-."Cuando se daba este magnífico fenómeno mágico podías ver, pastando en una vasta y verde pradera, al "Platero" de Juan Ramón Jiménez junto a "Rocinante", el valiente caballo del ingenioso hidalgo Don Quijote de la Mancha como la cosa más natural del mundo; como si los tiempos, lo ficticio y/o lo irreal no existieran".-
Como en la película "Una noche en el museo" donde las esculturas y los personajes de la historia de la humanidad cobran vida, en esta humilde pero variada biblioteca personal de algún fanático de la lectura acontecía algo similar, aunque nadie lo sabía. Así, en esos específicos días fantásticos, Jorge Luis Borges podía discurrir con "El Negro" Fontanarrosa, cafés de por medio, respecto de fútbol como la charla más real del mundo… ¡Y así lo era! Entonces el creador de "El Aleph" y "Ficciones", esgrimía a los cuatro vientos que dicho deporte no era importante mientras que el fanático acérrimo de los "Canallas" del club Rosario Central, decía que no hay nada más lindo que dicho juego.
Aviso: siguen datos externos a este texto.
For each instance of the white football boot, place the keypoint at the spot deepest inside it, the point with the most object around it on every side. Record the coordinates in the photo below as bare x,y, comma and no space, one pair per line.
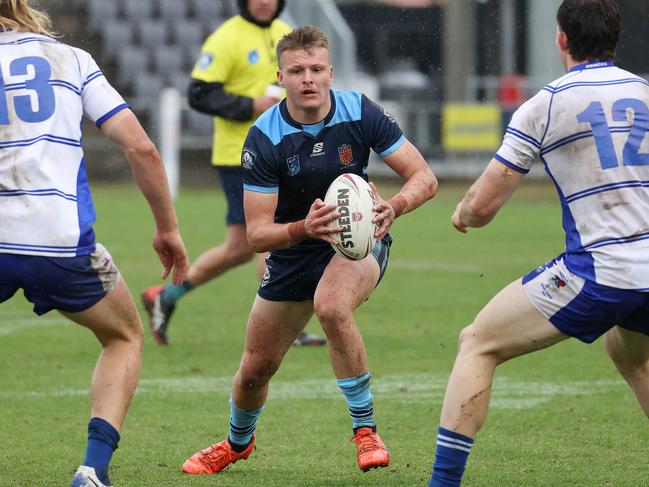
86,477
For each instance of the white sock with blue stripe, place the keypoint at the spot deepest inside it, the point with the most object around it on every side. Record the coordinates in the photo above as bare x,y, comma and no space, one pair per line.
450,458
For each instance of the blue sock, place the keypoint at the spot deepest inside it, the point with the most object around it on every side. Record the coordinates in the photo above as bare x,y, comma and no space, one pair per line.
172,292
450,458
102,442
359,400
242,425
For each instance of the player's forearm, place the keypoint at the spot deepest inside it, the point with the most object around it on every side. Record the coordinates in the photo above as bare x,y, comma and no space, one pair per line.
151,179
263,238
418,188
212,99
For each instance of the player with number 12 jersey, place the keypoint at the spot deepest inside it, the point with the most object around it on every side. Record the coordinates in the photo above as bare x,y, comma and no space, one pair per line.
592,139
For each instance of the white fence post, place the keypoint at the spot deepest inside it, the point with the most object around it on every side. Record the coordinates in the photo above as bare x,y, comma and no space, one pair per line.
169,143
Este mágico suceso se daba exactamente dos veces al año, a mediados de los meses de marzo y septiembre; más precisamente en cada equinoccio, momento en que el sol está situado en el plano del ecuador celeste. En ese instante el astro alcanza el cenit, el punto más alto en el cielo y entonces la más pura fantasía se hacía realidad en ese ámbito privado. Maravillosamente, cuando eso acontecía, el Capitán Nemo y Sandokán, "El tigre de la Malasia", podían trazar mapas marítimos con sus sextantes, brújulas y astrolabios sobre una mesa cualquiera bajo la atenta mirada de Jacques Cousteau, como la reunión más normal del universo. También así juntabanse para jugar tranquilamente Mafalda con Patoruzito, y los hijos del Capitán Grant. Todo era posible en esos días prodigiosos y en esa biblioteca fantástica. No faltaba tampoco una animada tertulia frente a sendas tazas con exquisito té londinense, entre Madame Bovary, Dorian Gray, James Bond y Sir Artur Conan Doyle.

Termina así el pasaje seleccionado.